Everyone benefits, it seems, except the migrants. John says the irony of risking death and using every last cent to travel thousands of miles to seek a better life, only to end up in a corrupt limbo, has broken minds in Mineo. You find them walking naked around the camp, he says. At least one has committed suicide. There have been riots and mass breakouts. John nods meaningfully at Kadir, who slumps against a car and squints at the horizon.

Kadir crossed deserts and oceans “to find some freedom.” The great trek north took over a year. He walked in rags and flip-flops, doing whatever he needed to survive and pay for the next part of his passage. Along the way, he watched people die in the desert, in the war in Libya and on the boat across the Mediterranean. But after he arrived, he discovered it was all just more of the same. Big men and little people. The corrupt and criminal exploiting the honest and powerless. And Kadir is out of places to run to. “My life is still nothing,” he says. “If I die here, I die. No problem.”

It is that acceptance of death that most disturbs those on the front line of Europe’s migrant crisis. Captain Giuseppe Margiotta has been sailing from Sicily to fish for prawns off Libya for 35 years. Lately, he has been dodging Libyan pirates, who may try to hijack his 100-foot boat, and rescuing migrants adrift at sea. On the night in April when 800 migrants drowned, Margiotta and his six crewmen arrived on the scene at 4 a.m. They pulled out the body of a 15-year-old boy. Then the sun came up and revealed a catastrophe. “Clothes everywhere,” says Margiotta. “Children’s clothes, women’s clothes, men’s clothes, flip-flops.” Beneath the garments were bodies. Margiotta couldn’t get over how alive they looked. Out of 800 passengers, the rescuers found 28 survivors and 24 bodies.

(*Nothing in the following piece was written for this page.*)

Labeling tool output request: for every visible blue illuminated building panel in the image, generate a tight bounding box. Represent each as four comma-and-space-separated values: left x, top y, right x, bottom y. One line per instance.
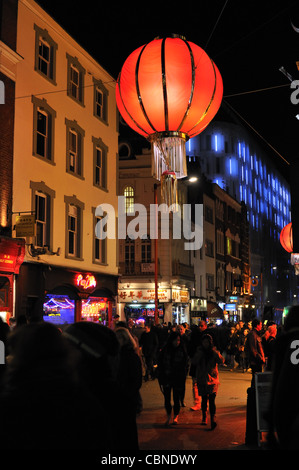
186, 122, 291, 235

As he tells his story, Margiotta begins to cry. He cried that night too. “My men asked: ‘Why?’” he says. He had not cried when his boat once sank or when a fire onboard threatened his family. “But when I saw this mess, children aged 10 to 15, picking them up like tuna out of the sea…” Margiotta catches his breath. When he resumes, he says he has a message for the leaders of Europe. People smugglers see migrants as a commodity. For politicians, they can be the same: something from which to make money or gain political advantage. “You [who] sit around the table and make decisions,” says Margiotta. “You say you’re civilized. But if this happens again, come and see for yourself. Come see what it means to see a carpet of people in the sea.”

He wipes his eyes. “I cry because I’m raging.”

Correction: An earlier version of this article misspelt the first name of Calogero Ferrara.